The answer is NO. As many of you will have been surprised by this answer, I think this topic deserves a post:)
You have probably already read phrases like this in some of the posts dedicated to punch grafting: “it is better to space dressing changes as much as possible and, at each dressing change, cleanse and touch as little as possible”. We even reposition the grafts that have remained in the dressing… (See post: “Repositioning and not removing the scabs: two unwritten rules of punch grafting”).
Let’s understand the reason for this recommendation.
Each dressing change is an opportunity to promote, with cleansing and debridement, the removal of what is hindering healing (excess exudate with proinflammatory cytokines, non-viable tissue, bacterial load). However, any manipulation of the wound bed will also have an impact on the cells and growth factors that are promoting wound closure.
Wound exudate, especially in acute wounds and those that are doing well, is a source of cells and growth factors that promote healing. Therefore, in these cases, frequent and/or aggressive washing with friction should be avoided, as we can interrupt the formation of new tissue. Along the same lines, it is recommended not to remove non-fluctuant scabs that do not show signs of infection, if the wound has a favorable evolution.

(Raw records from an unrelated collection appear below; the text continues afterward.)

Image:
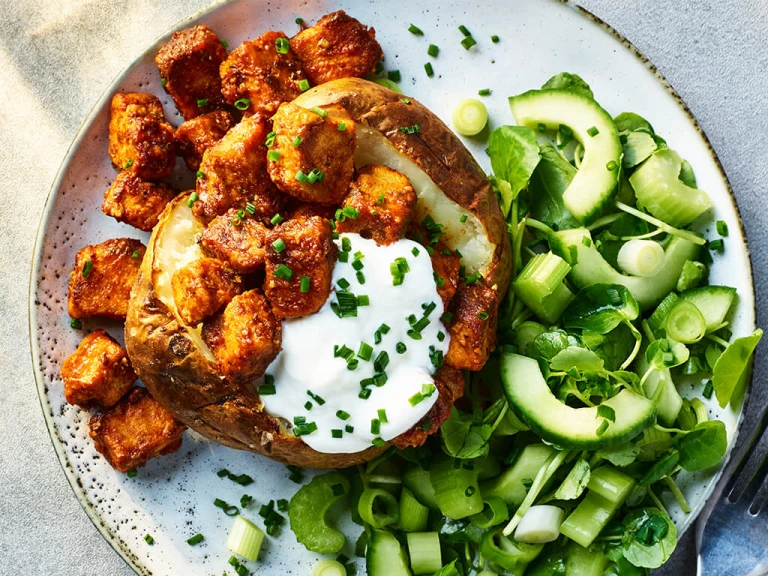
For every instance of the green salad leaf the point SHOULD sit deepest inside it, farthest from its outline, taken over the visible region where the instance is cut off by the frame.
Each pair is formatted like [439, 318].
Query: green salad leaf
[570, 82]
[548, 183]
[600, 308]
[649, 538]
[514, 153]
[704, 446]
[731, 370]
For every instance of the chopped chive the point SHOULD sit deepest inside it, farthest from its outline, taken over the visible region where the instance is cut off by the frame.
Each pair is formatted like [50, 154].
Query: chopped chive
[283, 272]
[278, 245]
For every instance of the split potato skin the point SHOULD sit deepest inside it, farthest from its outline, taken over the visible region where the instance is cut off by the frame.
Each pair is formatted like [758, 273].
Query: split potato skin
[189, 380]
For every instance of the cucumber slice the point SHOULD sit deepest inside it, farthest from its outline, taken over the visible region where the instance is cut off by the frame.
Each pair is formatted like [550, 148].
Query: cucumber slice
[589, 267]
[713, 302]
[594, 185]
[562, 425]
[385, 556]
[659, 189]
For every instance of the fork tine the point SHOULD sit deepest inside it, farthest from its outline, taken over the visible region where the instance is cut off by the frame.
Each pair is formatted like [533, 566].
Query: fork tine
[755, 456]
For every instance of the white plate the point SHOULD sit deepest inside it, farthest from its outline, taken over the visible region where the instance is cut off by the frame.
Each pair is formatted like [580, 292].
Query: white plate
[172, 498]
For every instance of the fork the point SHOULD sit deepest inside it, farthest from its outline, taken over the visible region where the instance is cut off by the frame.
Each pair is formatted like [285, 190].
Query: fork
[732, 531]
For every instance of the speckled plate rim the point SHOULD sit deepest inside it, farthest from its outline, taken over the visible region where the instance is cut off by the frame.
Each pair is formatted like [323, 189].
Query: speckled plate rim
[58, 446]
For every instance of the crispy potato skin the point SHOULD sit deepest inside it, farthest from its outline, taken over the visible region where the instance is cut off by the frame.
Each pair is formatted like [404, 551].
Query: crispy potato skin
[97, 373]
[245, 337]
[435, 149]
[134, 431]
[106, 288]
[242, 246]
[202, 287]
[235, 173]
[256, 71]
[139, 136]
[323, 147]
[189, 63]
[136, 202]
[472, 338]
[309, 251]
[384, 199]
[198, 134]
[338, 46]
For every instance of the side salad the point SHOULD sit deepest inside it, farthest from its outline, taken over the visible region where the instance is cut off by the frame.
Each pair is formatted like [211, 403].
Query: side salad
[556, 460]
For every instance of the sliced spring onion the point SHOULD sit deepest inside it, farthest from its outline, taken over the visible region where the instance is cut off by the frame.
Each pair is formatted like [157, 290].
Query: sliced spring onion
[641, 258]
[413, 514]
[470, 117]
[424, 551]
[329, 568]
[378, 507]
[541, 524]
[245, 538]
[685, 323]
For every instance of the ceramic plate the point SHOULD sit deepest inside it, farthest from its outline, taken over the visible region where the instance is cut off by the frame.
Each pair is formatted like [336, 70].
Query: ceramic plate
[172, 498]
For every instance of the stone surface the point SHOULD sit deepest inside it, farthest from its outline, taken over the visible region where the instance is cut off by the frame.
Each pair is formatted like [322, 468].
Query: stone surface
[57, 58]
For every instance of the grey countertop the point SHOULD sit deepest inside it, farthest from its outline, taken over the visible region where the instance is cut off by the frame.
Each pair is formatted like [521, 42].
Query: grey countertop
[56, 58]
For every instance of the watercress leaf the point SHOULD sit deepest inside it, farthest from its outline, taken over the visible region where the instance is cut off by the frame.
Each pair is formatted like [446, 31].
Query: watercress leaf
[548, 183]
[664, 353]
[547, 344]
[661, 468]
[570, 82]
[649, 539]
[575, 482]
[622, 455]
[629, 122]
[514, 153]
[580, 358]
[704, 446]
[637, 147]
[600, 308]
[731, 370]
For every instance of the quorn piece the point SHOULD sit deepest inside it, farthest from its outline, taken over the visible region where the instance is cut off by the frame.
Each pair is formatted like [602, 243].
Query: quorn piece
[300, 257]
[140, 139]
[240, 242]
[234, 173]
[261, 74]
[135, 430]
[338, 46]
[313, 154]
[473, 326]
[379, 205]
[202, 287]
[135, 201]
[97, 373]
[244, 337]
[100, 283]
[195, 136]
[189, 65]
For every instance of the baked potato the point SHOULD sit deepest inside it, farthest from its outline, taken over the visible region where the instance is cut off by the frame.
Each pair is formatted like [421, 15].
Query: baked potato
[180, 370]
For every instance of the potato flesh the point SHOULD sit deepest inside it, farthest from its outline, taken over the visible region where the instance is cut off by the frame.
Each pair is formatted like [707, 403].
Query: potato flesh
[175, 247]
[467, 237]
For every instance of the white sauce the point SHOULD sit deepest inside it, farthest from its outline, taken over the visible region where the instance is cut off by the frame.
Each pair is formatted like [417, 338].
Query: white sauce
[307, 361]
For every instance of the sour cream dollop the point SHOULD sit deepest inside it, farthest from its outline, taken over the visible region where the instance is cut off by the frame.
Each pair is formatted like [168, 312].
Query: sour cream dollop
[341, 396]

In the most recent review articles on the subject of wound cleansing1 they repeat, quite rightly, the following concept: “In the absence of denatured tissue or signs of infection in the wound bed, the practice of routinely cleansing a wound during dressing changes is nothing more than a ritual and may actually delay healing”. But it should not be forgotten that hygiene of the perilesional skin and the affected limb (e.g., leg and foot of persons with venous ulcers) is always important to avoid complications.2
Therefore, before washing a wound, ask yourself what you are going to do it for?
And if you decide that it would be indicated to wash it, keep in mind these two key points (See post: “The art of wound cleansing”):
- For wound cleansing, drinking tap water seems to be as effective and more efficient than saline serum.
- We will use products with antiseptic properties essentially in case of infected ulcers or with resistant biofilm.